Use CRC32C instead of multiplication hashes by danlark1 · Pull Request #4605 · facebook/zstd

danlark1 · 2026-03-04T10:15:25Z

At Google we found around 3-5% of performance uplift for different kind of tests, mostly nicely compressed data. The improvement is mostly uniform across levels, x86-64 and aarch64 platforms with no change in compression ratios (variance is around 0.08%).

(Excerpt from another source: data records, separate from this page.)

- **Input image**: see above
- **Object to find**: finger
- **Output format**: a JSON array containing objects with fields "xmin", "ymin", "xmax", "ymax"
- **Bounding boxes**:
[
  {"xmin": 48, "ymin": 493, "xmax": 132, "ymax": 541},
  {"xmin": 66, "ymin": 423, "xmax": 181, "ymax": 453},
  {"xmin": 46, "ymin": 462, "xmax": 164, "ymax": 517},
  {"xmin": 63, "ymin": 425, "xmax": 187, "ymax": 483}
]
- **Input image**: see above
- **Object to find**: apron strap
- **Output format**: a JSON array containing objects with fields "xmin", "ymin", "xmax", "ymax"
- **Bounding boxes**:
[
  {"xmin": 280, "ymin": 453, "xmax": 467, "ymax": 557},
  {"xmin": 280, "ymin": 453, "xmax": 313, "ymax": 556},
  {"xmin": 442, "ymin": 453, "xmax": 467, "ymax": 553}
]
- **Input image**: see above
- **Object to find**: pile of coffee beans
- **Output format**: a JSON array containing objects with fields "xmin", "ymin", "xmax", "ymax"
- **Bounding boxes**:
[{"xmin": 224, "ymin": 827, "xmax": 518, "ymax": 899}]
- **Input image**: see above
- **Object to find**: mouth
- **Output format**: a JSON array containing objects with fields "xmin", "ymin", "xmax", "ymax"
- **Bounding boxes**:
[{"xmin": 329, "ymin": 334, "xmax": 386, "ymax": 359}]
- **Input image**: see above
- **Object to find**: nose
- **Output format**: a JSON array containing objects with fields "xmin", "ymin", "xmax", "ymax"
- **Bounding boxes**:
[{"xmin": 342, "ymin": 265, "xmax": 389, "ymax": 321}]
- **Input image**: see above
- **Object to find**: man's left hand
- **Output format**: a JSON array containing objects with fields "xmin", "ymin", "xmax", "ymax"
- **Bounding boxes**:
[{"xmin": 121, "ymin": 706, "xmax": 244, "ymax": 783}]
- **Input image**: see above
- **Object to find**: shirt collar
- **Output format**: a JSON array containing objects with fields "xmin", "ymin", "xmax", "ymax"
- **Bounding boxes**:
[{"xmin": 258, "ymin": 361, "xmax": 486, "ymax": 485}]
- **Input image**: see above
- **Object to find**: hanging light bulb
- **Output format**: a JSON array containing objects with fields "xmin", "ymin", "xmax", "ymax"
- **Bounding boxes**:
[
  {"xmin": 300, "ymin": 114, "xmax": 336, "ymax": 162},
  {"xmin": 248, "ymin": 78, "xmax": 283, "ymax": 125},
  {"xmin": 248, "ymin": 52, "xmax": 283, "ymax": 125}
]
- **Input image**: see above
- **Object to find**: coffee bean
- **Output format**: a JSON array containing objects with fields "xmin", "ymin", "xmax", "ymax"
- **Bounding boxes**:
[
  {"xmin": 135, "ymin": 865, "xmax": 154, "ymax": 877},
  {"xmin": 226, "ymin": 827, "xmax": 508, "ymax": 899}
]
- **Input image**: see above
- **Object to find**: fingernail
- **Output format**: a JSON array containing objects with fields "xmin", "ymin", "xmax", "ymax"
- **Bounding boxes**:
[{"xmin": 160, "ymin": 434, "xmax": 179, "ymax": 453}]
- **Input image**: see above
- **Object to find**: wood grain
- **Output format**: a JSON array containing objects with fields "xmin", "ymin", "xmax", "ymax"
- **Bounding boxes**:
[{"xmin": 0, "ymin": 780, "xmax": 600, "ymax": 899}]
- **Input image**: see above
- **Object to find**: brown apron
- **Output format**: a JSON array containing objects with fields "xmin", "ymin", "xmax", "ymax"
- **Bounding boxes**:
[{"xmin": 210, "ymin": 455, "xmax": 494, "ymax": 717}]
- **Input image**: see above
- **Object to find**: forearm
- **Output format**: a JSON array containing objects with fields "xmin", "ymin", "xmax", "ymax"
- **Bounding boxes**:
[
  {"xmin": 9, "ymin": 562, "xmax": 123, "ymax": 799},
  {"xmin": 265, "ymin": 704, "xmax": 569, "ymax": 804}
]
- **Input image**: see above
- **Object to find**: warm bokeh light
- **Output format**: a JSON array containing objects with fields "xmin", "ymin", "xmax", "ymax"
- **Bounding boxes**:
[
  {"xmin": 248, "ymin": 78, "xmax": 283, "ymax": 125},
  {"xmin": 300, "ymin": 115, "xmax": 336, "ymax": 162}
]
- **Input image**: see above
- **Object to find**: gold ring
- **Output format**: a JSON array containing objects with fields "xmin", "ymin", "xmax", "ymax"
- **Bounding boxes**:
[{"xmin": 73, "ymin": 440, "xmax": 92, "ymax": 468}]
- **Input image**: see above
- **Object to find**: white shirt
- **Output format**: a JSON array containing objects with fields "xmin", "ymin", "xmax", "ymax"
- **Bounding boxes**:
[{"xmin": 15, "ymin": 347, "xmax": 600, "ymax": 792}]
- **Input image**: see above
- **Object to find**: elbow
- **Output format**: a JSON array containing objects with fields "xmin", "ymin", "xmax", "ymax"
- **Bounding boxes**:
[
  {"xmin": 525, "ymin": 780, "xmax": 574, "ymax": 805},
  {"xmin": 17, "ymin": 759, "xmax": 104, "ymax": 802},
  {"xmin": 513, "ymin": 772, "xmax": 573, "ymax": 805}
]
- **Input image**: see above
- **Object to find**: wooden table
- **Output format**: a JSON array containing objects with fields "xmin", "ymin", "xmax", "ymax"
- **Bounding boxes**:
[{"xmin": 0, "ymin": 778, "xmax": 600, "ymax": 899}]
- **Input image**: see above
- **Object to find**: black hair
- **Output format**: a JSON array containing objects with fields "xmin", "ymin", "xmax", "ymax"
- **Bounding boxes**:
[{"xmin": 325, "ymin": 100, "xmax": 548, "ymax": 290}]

We decided to implement a slower crc32c version for other platforms. Let us know if you want to leave multiplication hashes but this will lead to slightly different outputs across platforms. We decided to prioritize stability rather than speed but we don't have an opinion on this. This patch directly can be detrimental to 32bit platforms as well as RISC-V 64 bits.

One test suddenly started not to have an error, please take a look :)

At Google we found around 3-5% of performance uplift for different kind of tests. The improvement is mostly uniform across levels, x86-64 and aarch64 platforms with no change in compression ratios (variance is around 0.08%). We decided to implement a slower crc32c version for other platforms. Let us know if you want to leave multiplication hashes. We wanted to prioritize stability rather than speed but this patch can be detrimental to 32bit platforms as well as RISC-V.

tests/zstreamtest.c

lib/compress/zstd_compress_internal.h

terrelln · 2026-03-04T18:31:58Z

Let us know if you want to leave multiplication hashes but this will lead to slightly different outputs across platforms

We definitely need to produce deterministic output regardless of the platform. This is a strong requirement for Zstd that is relied upon in many places (e.g. build systems). So the big question for whether to merge this is: Do we have HW support on enough platforms that the large slowdown on platforms without it is okay?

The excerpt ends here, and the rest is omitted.